All caribou in Canada are at risk of extinction.
Canada has 11 different caribou population units — caribou that live in different environments. About half of those units are endangered, meaning they are the closest to local extinction. They include herds in southern B.C. and in southern Alberta, and the once mighty George and Leaf River herds of Labrador and Quebec.
Historically, the range of woodland caribou covered more than half of Canada and into the northern United States. Today, woodland caribou have disappeared from most of their southern range.
In B.C., some populations of woodland caribou are known as southern mountain caribou. Out of 17 herds of southern mountain caribou, only 13 remain, and all are highly endangered.

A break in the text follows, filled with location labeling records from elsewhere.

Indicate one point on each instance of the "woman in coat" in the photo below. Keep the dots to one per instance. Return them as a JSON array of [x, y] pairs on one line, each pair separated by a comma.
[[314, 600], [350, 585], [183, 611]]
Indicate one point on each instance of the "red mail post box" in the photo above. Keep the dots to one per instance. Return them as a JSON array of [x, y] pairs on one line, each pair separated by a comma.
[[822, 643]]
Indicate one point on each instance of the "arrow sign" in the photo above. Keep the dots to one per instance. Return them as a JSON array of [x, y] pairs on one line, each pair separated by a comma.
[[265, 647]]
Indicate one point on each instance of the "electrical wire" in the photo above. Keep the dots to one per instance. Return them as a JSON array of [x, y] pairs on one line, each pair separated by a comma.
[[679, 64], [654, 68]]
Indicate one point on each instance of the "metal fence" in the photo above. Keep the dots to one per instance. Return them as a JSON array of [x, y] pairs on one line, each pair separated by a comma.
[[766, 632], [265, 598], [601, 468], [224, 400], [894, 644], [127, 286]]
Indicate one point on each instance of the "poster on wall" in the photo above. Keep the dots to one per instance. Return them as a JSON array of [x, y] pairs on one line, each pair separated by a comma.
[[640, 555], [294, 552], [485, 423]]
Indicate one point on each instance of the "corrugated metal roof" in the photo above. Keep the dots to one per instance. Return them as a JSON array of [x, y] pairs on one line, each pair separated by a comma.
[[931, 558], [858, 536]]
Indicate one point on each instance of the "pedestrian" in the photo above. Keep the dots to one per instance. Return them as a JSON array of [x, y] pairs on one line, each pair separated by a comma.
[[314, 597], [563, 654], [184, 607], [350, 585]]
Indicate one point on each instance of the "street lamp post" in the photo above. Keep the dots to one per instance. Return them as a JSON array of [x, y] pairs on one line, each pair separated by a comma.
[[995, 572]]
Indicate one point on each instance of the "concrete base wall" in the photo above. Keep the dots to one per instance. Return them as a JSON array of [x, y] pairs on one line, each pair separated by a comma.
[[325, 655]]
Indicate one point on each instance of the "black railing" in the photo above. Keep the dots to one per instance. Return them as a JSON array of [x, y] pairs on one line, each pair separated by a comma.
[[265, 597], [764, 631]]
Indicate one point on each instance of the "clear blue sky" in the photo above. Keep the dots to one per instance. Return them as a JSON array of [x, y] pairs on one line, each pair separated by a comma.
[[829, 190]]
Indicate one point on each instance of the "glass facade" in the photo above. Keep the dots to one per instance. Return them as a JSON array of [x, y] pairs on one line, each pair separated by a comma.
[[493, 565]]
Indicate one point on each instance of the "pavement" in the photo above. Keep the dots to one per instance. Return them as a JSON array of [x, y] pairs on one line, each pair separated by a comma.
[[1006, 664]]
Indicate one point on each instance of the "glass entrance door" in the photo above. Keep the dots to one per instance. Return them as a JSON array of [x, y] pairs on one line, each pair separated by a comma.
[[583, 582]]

Four southern mountain herds in B.C. are extirpated, or locally extinct, including two herds that became extirpated in 2019.
Caribou evolved to escape predators by spreading out on vast, intact landscapes. But human development — including oil and gas operations, industrial logging, mining and road-building — has fractured their habitat.
After forests are clear-cut, new growth attracts moose and deer, and wolves follow them into caribou habitat, a pursuit made all the easier by roads, seismic lines and other linear disturbances.
In an attempt to save caribou herds that are close to local extinction, the Alberta and B.C. governments use the controversial strategy of killing wolves, a main predator of caribou.
During the winter of 2019-2020, the B.C. government spent almost $2 million to kill 463 wolves in the habitat of 10 endangered southern mountain caribou herds.
One of those herds, known as the Hart Ranges, is contending with the loss of critical habitat for the Coastal GasLink pipeline, as well as new clear-cuts approved by the B.C. government.
From October, 2018, to July 4, 2019, the B.C. government approved 78 logging cutblocks in the Hart Ranges herd habitat, allowing industrial logging in a total of 5,290 hectares, an area almost three times the size of the city of Victoria.
In 2020, the B.C. government, federal government and local First Nations signed a landmark agreement aimed at recovering six caribou herds in the Peace region.
The agreement includes the eventual creation of a new 206,000-hectare provincial park — two and a half times the size of Manning Park — and places interim protections on another 550,000 hectares in the mountainous area east of Mackenzie and west of Hudson’s Hope and Chetwynd.
The federal and provincial governments also signed a second, far less detailed caribou agreement that covers the remainder of B.C.’s imperilled southern mountain caribou herds. That agreement does include any habitat protections or proposed restrictions on industrial development.